The guidelines provided by MISRA C are not "you should not do that" but "this is dangerous, you may only do that if it is needed and is safe to do so". Therefore, the deviation process is an essential part of MISRA C. Violation of a guideline does not necessarily mean a software error. For example, there is nothing wrong about converting an integer constant to a pointer when it is necessary to address memory mapped registers or other hardware features. However, such conversions are implementation-defined and have undefined behaviours, so Rule 11.4 suggests avoiding them everywhere apart from the very specific instances where they are both required and safe.

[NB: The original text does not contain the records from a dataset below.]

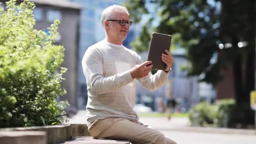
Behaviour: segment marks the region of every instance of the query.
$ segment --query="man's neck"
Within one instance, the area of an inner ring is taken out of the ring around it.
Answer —
[[[107,42],[115,45],[121,45],[123,43],[123,41],[116,40],[115,40],[110,38],[108,37],[106,37],[106,39],[107,40]]]

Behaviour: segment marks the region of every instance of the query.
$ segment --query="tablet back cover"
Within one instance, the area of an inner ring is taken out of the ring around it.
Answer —
[[[152,69],[164,70],[166,65],[162,61],[162,53],[165,53],[165,50],[169,51],[171,36],[153,32],[151,36],[147,60],[152,61]]]

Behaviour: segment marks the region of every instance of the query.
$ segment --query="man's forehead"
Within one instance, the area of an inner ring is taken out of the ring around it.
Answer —
[[[128,14],[123,11],[115,11],[112,16],[115,19],[129,19]]]

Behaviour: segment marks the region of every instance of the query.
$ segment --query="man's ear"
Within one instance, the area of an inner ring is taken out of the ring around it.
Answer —
[[[104,21],[104,26],[106,28],[109,27],[109,23],[106,20]]]

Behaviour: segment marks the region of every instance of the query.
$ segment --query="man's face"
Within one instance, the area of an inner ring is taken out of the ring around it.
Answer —
[[[124,20],[129,21],[129,16],[124,11],[119,11],[114,12],[112,19],[116,20]],[[120,25],[119,21],[108,21],[109,24],[110,36],[117,40],[124,40],[128,34],[130,27],[128,24],[125,24],[124,26]]]

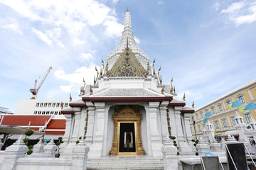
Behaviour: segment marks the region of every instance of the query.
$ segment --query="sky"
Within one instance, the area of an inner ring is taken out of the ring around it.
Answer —
[[[129,7],[163,83],[199,108],[256,78],[252,0],[0,0],[0,106],[12,112],[53,67],[37,98],[78,98],[118,45]]]

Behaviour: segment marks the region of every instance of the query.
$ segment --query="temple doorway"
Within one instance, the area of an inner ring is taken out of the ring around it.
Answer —
[[[145,154],[141,133],[142,115],[139,110],[129,106],[121,106],[112,118],[113,142],[110,154]]]
[[[134,123],[120,123],[119,152],[136,152]]]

For example, here are some safe coding practices in ISO 26262-6:2018

  • One entry and one exit point in sub-programs and functions.
  • No dynamic objects or variables, or else online test during their creation.
  • Initialisation of variables.
  • No multiple use of variable names.
  • Avoid global variables or else justify their usage.
  • Restricted use of pointers.
  • No implicit type conversions.
  • No hidden data flow or control flow.
  • No unconditional jumps.
  • No recursions.

NASA - The power of 10: Rules for developing safety-critical code

  1. Avoid complex flow constructs such as goto and recursion.
  2. All loops must have fixed bounds. This prevents runaway code.
  3. Avoid heap memory allocation, e.g. do not use malloc.
  4. Restrict functions to a single printed page.
  5. Use a minimum of two runtime assertions per function.
  6. Restrict the scope of data to the smallest possible.
  7. Check the return value of all non-void functions, or cast to void to indicate the return value is useless.
  8. Use the pre-processor sparingly, e.g. do not use stdio.h, local.h, abort()/exit()/system() from stdlib.h, time handling from time.h, etc.
  9. Limit pointer use to single dereference, and do not use function pointers.
  10. Compile with all possible warnings active; all warnings should then be addressed before release of the software.